S’ensuivent des formations trimestrielles cadrées par thématiques et un coaching personnalisé, avec cinq coachs spécialistes à disposition.
« Nous offrons également un accompagnement juridique pour que les entreprises puissent être enregistrées auprès des institutions économiques togolaises et fassent le choix éclairé du statut juridique le mieux adapté à leur structure. En matière de gestion et comptabilité, on leur apprend la comptabilité de base, la gestion de stocks ainsi que l’élaboration d’un bilan comptable pour une meilleure compréhension du bilan de leur entreprise. » commente Candide Leguede.
Chaque année, les entreprises sont sélectionnées selon une thématique choisie. En 2019 la thématique retenue était l’agroalimentaire, en 2021, l’artisanat. Cela permet de cibler l’accompagnement au plus près des besoins des entreprises, justifie Candide Leguede.
A leur sortie, les entrepreneures bénéficient d’un suivi post-accompagnement. Par exemple, Innov’Up les soutient dans la levée de fonds : « nous présentons celles qui ont un fort potentiel de croissance à nos partenaires pour financement, à des fonds d’investissements ou à des concours internationaux » informe Candide Leguede.
Des résultats encourageants pour la sensibilisation à l’entrepreneuriat féminin
Depuis ses débuts en 2015, l’incubateur a accompagné 108 entrepreneures dont 80 sont allées au bout du processus de formalisation.
Si toutes ne vont pas au bout du processus, l’enjeu est également de sensibiliser les jeunes femmes à l’entrepreneuriat.
« Des sessions dédiées permettent l’échange entre des entrepreneurs expérimentés et les jeunes pousses, où le partage d’expérience négative comme positive est encouragé » indique la fondatrice d’Innov’Up. Elle continue : « Depuis 2015, 56% des start-up incubées sont rentables et ont su consolider leur initiative. Plus de 100 emplois ont été créés dont 50 permanents. »
Un engagement personnel en faveur de l’émancipation de la femme
Candide Leguede ne s’en cache pas. Avoir fondé l’incubateur est un engagement personnel en faveur de la cause féminine.
« En tant que femme entrepreneure, je connais leur dynamisme, qui n’est plus à démontrer. On sait que l’entrepreneuriat féminin pousse des ailes au Togo et dépasse le cadre du Togo, à l’image des Nanas Benz » se défend-elle. [Les Nana Benz sont des femmes d’affaires, originaires du Togo, actives dans les années 1960 à 1980 dans le commerce lucratif de pagnes en wax hollandais, ndlr].
Selon elle, l’activité économique des femmes est un levier non négligeable de l’économie togolaise.

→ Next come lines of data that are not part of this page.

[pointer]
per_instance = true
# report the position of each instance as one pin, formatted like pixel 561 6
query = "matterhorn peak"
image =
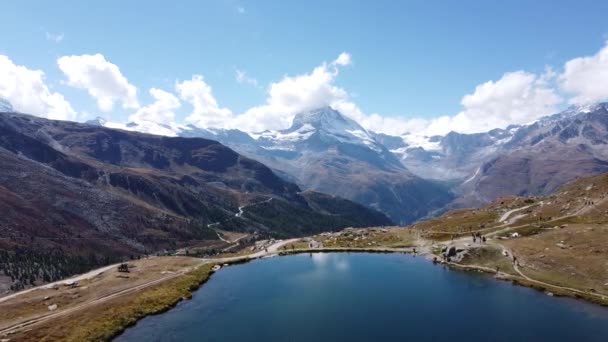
pixel 5 105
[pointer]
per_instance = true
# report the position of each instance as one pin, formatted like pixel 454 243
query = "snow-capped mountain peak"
pixel 5 105
pixel 329 125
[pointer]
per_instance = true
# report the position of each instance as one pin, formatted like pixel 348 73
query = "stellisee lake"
pixel 367 297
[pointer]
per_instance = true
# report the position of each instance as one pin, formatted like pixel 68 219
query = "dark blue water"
pixel 367 297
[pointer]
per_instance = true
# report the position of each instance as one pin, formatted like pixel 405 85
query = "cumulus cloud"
pixel 54 37
pixel 516 98
pixel 162 110
pixel 206 111
pixel 242 78
pixel 102 79
pixel 294 94
pixel 586 77
pixel 27 91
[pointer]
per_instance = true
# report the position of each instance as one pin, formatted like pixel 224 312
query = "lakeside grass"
pixel 108 320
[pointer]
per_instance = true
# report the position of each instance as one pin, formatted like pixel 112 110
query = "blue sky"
pixel 408 59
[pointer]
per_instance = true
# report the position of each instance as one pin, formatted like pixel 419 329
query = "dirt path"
pixel 32 321
pixel 240 213
pixel 517 269
pixel 77 278
pixel 506 215
pixel 46 317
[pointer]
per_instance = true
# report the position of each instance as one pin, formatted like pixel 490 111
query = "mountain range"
pixel 410 176
pixel 86 189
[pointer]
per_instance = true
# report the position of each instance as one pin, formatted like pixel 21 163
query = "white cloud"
pixel 162 110
pixel 206 111
pixel 586 77
pixel 294 94
pixel 102 79
pixel 26 90
pixel 343 59
pixel 516 98
pixel 242 78
pixel 54 37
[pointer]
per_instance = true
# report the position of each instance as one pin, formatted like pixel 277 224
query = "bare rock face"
pixel 326 151
pixel 86 189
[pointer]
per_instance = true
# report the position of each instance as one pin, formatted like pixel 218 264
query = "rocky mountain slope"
pixel 89 190
pixel 326 151
pixel 400 175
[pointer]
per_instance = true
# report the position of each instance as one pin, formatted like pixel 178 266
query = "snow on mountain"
pixel 5 105
pixel 326 124
pixel 98 121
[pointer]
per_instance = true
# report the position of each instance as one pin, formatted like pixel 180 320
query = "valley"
pixel 554 243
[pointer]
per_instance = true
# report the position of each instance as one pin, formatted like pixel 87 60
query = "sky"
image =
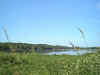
pixel 52 22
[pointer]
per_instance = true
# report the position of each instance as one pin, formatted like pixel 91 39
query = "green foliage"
pixel 33 64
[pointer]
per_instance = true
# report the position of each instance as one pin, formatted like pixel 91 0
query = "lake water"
pixel 71 52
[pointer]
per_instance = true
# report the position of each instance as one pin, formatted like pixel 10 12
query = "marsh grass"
pixel 34 64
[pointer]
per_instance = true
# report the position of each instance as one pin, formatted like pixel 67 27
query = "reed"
pixel 83 35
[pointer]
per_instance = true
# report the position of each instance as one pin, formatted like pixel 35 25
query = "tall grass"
pixel 83 35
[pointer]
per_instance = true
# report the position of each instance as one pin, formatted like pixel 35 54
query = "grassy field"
pixel 35 64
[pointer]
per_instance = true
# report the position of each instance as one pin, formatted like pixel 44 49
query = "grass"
pixel 33 64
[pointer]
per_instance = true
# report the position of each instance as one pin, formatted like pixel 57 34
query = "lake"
pixel 70 52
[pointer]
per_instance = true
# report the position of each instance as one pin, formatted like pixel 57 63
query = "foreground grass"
pixel 33 64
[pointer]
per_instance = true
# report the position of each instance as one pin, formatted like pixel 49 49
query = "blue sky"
pixel 51 21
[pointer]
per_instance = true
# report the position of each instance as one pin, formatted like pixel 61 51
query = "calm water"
pixel 71 52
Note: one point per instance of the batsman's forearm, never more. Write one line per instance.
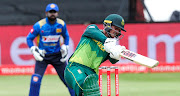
(139, 59)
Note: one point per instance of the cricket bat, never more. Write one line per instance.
(139, 59)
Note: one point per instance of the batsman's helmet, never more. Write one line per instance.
(52, 6)
(116, 20)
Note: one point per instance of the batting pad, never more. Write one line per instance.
(90, 86)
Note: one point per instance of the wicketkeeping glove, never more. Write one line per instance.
(64, 52)
(109, 43)
(37, 53)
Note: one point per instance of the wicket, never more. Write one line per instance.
(109, 79)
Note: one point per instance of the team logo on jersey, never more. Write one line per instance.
(35, 78)
(52, 6)
(51, 38)
(79, 71)
(32, 30)
(58, 30)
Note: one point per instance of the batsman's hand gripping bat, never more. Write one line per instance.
(139, 59)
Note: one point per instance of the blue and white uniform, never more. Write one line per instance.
(48, 39)
(48, 35)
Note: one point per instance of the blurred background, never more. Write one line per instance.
(152, 30)
(20, 12)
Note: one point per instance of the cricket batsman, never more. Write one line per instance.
(48, 50)
(95, 47)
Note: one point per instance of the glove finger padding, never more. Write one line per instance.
(109, 43)
(36, 53)
(115, 51)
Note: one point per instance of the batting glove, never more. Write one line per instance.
(109, 43)
(64, 52)
(115, 51)
(37, 53)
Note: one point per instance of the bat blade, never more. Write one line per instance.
(139, 59)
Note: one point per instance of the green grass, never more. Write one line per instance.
(156, 84)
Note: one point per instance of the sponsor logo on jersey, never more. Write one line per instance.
(100, 45)
(79, 71)
(51, 38)
(91, 26)
(58, 30)
(32, 30)
(35, 78)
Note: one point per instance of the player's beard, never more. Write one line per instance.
(52, 18)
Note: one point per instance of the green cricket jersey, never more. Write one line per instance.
(90, 50)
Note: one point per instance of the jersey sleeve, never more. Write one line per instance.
(65, 34)
(92, 31)
(34, 32)
(113, 61)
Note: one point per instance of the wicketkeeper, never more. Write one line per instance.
(48, 49)
(95, 47)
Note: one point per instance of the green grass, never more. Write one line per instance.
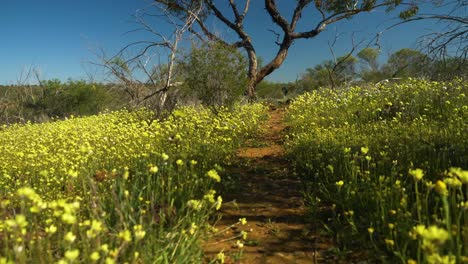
(384, 160)
(118, 187)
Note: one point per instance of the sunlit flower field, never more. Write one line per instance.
(390, 163)
(119, 187)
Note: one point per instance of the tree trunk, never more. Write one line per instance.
(252, 74)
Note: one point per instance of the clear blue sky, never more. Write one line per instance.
(58, 36)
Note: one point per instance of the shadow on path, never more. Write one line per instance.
(269, 196)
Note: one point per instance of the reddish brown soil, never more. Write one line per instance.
(269, 196)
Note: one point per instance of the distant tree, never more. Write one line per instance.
(453, 38)
(370, 69)
(325, 13)
(216, 74)
(406, 63)
(368, 57)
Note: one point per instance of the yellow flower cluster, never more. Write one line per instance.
(102, 189)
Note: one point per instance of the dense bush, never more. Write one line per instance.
(391, 164)
(216, 74)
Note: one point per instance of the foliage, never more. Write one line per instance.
(54, 98)
(406, 63)
(117, 187)
(215, 74)
(391, 164)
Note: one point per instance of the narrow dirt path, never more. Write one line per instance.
(269, 197)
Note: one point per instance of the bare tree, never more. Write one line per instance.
(453, 38)
(146, 68)
(325, 13)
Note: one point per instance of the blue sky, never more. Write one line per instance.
(58, 37)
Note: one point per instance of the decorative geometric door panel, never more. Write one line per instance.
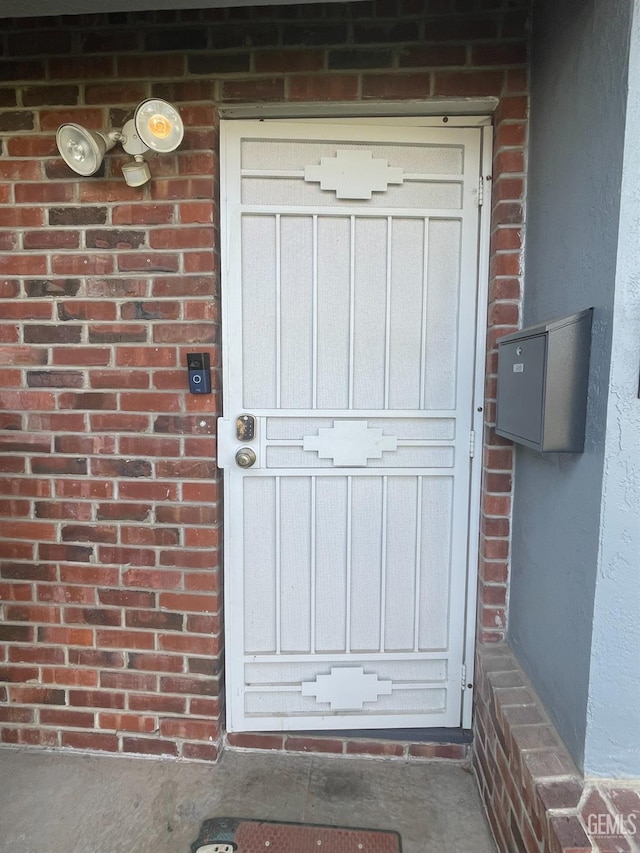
(350, 257)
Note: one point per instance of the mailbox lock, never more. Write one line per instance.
(245, 457)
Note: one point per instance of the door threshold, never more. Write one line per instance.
(435, 735)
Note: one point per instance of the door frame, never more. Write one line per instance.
(417, 114)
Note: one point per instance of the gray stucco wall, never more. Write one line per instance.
(579, 73)
(613, 717)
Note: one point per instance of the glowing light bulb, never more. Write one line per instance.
(77, 151)
(159, 126)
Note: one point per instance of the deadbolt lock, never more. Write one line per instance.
(245, 457)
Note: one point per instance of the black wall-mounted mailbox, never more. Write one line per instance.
(543, 374)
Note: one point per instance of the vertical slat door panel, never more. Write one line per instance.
(349, 324)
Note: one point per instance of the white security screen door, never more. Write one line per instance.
(349, 323)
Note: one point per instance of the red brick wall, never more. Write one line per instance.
(110, 559)
(536, 800)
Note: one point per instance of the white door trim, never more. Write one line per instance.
(475, 495)
(456, 112)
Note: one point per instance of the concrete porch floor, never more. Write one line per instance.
(74, 803)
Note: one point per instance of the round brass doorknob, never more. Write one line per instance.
(245, 457)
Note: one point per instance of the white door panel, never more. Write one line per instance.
(349, 305)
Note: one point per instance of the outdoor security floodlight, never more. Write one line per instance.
(155, 126)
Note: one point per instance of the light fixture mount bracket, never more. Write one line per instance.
(130, 140)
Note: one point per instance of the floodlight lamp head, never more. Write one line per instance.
(81, 149)
(155, 126)
(158, 125)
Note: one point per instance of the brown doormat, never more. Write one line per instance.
(224, 835)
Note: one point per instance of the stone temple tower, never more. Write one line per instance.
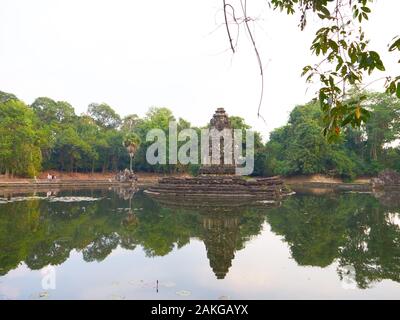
(219, 122)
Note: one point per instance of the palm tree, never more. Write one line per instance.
(131, 143)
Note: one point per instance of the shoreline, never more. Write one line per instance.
(76, 180)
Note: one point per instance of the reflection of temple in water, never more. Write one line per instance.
(220, 236)
(225, 226)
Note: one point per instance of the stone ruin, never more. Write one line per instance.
(386, 178)
(220, 121)
(126, 176)
(218, 182)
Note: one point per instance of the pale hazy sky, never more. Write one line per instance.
(137, 54)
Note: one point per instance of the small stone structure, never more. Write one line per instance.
(218, 182)
(126, 176)
(387, 178)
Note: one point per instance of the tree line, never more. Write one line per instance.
(49, 135)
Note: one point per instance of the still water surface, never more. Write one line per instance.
(103, 245)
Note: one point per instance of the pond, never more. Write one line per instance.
(111, 244)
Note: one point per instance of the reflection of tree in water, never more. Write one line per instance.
(220, 236)
(355, 230)
(41, 233)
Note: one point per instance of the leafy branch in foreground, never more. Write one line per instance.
(346, 57)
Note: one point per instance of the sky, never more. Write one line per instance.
(134, 55)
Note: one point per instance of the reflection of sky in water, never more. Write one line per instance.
(263, 269)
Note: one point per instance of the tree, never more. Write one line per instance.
(20, 141)
(342, 45)
(131, 143)
(104, 115)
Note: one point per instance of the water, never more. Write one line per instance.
(100, 244)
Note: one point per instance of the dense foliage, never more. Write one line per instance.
(346, 56)
(299, 148)
(49, 135)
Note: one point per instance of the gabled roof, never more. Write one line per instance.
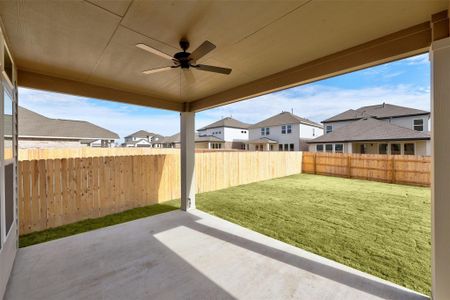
(285, 118)
(379, 111)
(262, 140)
(32, 124)
(370, 129)
(175, 139)
(145, 141)
(226, 122)
(208, 138)
(142, 134)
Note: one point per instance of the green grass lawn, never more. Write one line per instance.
(382, 229)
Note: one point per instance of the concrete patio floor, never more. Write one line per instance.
(180, 255)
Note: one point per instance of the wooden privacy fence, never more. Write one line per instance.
(403, 169)
(54, 153)
(55, 192)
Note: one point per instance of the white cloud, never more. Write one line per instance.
(120, 118)
(318, 102)
(418, 60)
(314, 101)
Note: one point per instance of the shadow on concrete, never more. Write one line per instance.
(128, 261)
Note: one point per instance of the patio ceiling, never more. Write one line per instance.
(88, 48)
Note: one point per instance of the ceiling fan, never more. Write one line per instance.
(185, 60)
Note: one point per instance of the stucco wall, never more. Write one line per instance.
(226, 133)
(310, 132)
(276, 135)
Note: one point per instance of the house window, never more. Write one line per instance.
(395, 149)
(338, 148)
(418, 124)
(382, 148)
(408, 149)
(8, 132)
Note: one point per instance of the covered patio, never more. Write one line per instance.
(190, 255)
(95, 49)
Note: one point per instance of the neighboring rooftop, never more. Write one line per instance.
(285, 118)
(371, 129)
(379, 111)
(226, 122)
(175, 139)
(32, 124)
(142, 134)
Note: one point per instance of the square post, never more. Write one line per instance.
(187, 139)
(440, 188)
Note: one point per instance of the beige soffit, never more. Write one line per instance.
(88, 47)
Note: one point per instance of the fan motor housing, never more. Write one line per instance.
(183, 58)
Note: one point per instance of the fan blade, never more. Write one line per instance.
(154, 51)
(202, 50)
(214, 69)
(156, 70)
(188, 76)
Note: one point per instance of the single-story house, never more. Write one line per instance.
(142, 138)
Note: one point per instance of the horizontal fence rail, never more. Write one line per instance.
(54, 192)
(55, 153)
(402, 169)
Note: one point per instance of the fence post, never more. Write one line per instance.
(349, 166)
(393, 169)
(314, 163)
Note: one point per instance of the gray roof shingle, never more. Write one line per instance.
(379, 111)
(32, 124)
(285, 118)
(227, 122)
(142, 134)
(175, 139)
(370, 129)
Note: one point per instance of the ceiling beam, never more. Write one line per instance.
(411, 41)
(59, 85)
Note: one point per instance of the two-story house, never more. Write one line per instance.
(232, 133)
(283, 132)
(376, 129)
(142, 138)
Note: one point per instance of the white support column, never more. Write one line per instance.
(187, 138)
(440, 191)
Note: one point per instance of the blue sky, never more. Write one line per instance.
(405, 82)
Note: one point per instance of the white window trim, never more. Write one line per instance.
(423, 125)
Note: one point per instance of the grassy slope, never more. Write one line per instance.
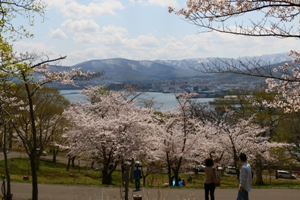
(51, 173)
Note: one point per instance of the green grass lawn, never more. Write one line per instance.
(51, 173)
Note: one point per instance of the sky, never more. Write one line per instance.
(135, 29)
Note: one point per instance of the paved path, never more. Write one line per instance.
(22, 191)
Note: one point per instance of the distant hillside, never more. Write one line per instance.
(125, 70)
(120, 70)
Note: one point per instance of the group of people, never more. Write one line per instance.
(245, 179)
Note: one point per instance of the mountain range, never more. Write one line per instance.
(123, 70)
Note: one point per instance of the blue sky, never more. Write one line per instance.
(135, 29)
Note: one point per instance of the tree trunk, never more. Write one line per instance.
(54, 153)
(33, 165)
(7, 188)
(258, 168)
(106, 177)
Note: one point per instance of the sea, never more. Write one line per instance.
(162, 101)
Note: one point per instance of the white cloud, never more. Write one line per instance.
(75, 10)
(33, 47)
(58, 34)
(80, 25)
(164, 3)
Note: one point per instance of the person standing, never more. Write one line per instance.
(209, 185)
(137, 175)
(245, 178)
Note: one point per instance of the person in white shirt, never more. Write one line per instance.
(245, 178)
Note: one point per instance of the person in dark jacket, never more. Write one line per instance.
(209, 186)
(137, 175)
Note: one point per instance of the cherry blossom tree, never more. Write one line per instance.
(178, 134)
(22, 67)
(273, 19)
(110, 129)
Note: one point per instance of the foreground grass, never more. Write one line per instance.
(50, 173)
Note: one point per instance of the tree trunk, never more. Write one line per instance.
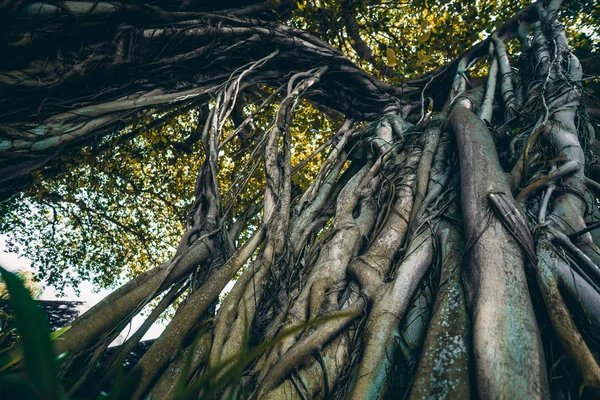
(424, 259)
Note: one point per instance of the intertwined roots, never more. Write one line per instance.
(437, 257)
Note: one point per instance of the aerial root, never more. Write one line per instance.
(562, 321)
(567, 168)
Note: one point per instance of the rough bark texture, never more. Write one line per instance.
(421, 261)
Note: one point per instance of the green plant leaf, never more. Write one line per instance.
(33, 328)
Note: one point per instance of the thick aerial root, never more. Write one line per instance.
(187, 316)
(562, 322)
(313, 341)
(124, 302)
(390, 303)
(166, 384)
(444, 367)
(508, 355)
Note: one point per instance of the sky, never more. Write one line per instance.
(88, 294)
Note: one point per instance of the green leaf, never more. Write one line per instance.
(391, 56)
(32, 326)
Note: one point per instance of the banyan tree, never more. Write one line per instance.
(438, 241)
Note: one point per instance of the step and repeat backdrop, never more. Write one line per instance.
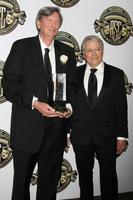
(113, 22)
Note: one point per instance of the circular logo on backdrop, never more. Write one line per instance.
(114, 25)
(67, 175)
(2, 98)
(5, 150)
(10, 16)
(65, 3)
(68, 39)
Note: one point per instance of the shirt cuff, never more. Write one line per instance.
(69, 107)
(33, 100)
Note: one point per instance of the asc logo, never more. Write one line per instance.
(67, 175)
(5, 150)
(65, 3)
(10, 16)
(68, 39)
(114, 25)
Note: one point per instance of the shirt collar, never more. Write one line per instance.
(43, 45)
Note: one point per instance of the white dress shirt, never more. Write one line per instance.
(99, 75)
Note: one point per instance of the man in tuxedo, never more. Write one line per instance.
(99, 125)
(38, 131)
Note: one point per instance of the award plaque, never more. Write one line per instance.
(59, 94)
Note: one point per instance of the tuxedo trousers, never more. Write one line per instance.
(49, 162)
(85, 159)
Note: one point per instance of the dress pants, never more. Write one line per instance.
(106, 156)
(49, 160)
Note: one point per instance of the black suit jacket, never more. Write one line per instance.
(24, 77)
(107, 120)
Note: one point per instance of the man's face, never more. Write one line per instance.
(93, 53)
(49, 25)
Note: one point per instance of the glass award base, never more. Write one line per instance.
(60, 106)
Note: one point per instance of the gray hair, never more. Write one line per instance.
(47, 11)
(90, 38)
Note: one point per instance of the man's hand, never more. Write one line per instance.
(68, 144)
(121, 146)
(46, 110)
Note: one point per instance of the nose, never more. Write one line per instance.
(94, 52)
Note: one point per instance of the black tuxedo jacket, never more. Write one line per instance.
(24, 77)
(107, 120)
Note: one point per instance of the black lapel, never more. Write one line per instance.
(58, 51)
(106, 80)
(81, 72)
(37, 58)
(36, 54)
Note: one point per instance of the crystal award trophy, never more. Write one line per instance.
(59, 94)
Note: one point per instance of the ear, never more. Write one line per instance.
(38, 24)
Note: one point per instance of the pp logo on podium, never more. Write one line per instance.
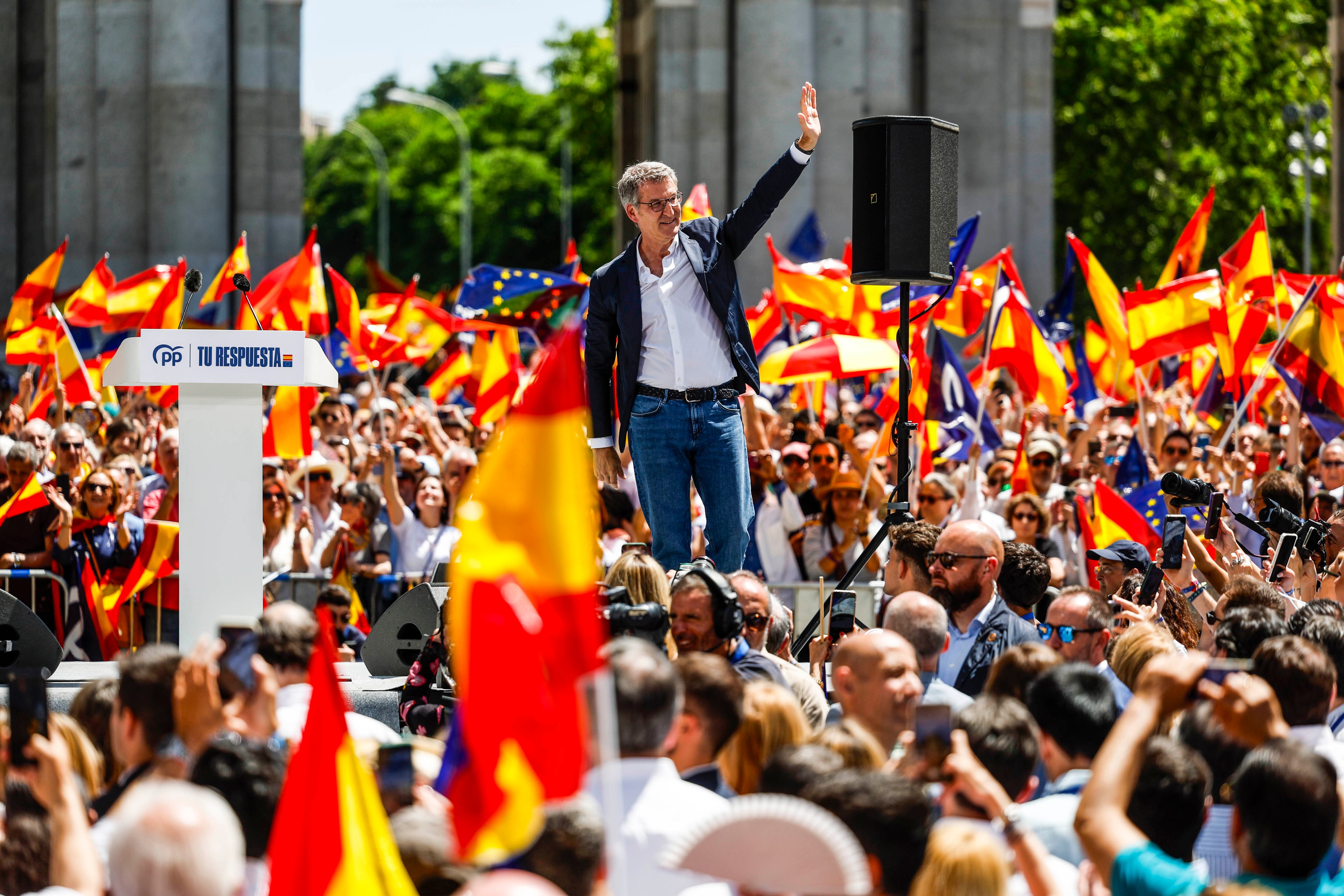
(167, 355)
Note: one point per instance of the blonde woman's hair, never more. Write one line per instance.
(771, 719)
(961, 860)
(853, 743)
(85, 759)
(1135, 648)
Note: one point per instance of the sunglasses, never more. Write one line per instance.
(947, 559)
(1066, 633)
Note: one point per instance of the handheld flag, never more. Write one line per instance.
(331, 835)
(37, 291)
(527, 582)
(1190, 248)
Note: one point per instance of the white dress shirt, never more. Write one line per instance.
(683, 343)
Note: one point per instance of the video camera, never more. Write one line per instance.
(648, 621)
(1182, 492)
(1311, 534)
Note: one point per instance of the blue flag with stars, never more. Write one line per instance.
(1132, 471)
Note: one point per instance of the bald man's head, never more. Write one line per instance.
(877, 681)
(921, 621)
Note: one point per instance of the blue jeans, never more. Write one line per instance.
(675, 442)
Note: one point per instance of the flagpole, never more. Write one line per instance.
(1269, 362)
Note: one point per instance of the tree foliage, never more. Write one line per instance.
(1155, 101)
(517, 138)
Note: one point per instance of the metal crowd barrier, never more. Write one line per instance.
(33, 576)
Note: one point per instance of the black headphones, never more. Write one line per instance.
(729, 619)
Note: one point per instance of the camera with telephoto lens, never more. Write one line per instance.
(1182, 492)
(1311, 534)
(648, 621)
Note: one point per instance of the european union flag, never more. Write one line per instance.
(1057, 317)
(952, 401)
(808, 242)
(1132, 471)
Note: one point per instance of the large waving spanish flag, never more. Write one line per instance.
(37, 291)
(1173, 319)
(1105, 297)
(224, 283)
(525, 581)
(331, 835)
(1190, 249)
(1018, 343)
(1115, 519)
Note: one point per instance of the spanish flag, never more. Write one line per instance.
(765, 320)
(1190, 249)
(697, 205)
(158, 558)
(1105, 299)
(128, 300)
(331, 836)
(289, 433)
(964, 311)
(1248, 268)
(455, 371)
(1018, 343)
(499, 378)
(88, 307)
(1115, 519)
(29, 498)
(37, 291)
(224, 283)
(527, 582)
(367, 344)
(1173, 319)
(167, 309)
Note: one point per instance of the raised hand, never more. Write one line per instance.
(808, 119)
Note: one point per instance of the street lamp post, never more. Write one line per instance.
(381, 160)
(400, 95)
(1304, 142)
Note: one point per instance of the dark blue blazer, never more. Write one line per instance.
(616, 319)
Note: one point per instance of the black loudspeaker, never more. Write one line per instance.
(26, 643)
(905, 199)
(401, 633)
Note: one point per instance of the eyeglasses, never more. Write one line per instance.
(659, 205)
(1066, 633)
(947, 559)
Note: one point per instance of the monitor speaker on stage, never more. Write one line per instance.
(26, 643)
(905, 199)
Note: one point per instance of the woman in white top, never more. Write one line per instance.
(424, 541)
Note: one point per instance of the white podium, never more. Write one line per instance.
(220, 421)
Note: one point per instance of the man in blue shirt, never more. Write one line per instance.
(1285, 805)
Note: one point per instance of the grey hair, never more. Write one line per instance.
(639, 174)
(780, 627)
(25, 453)
(175, 840)
(648, 695)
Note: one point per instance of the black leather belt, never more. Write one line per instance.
(721, 393)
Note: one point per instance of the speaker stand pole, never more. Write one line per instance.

L’autonomie financière des femmes leur permet également de contribuer sur le plan politique. Un impératif pour en faire un exemple d’équité de genre.
Et de conclure : « Malgré la pandémie, les femmes ont su faire face à cette situation et garder le cap. Elles sont toujours actives et savent saisir les opportunités qui s’offrent à elles. »
Innov’Up est une initiative pilote au Togo mais Candide Leguede espère bien la développer à l’international, notamment dans d’autres pays membres de la CEDEAO.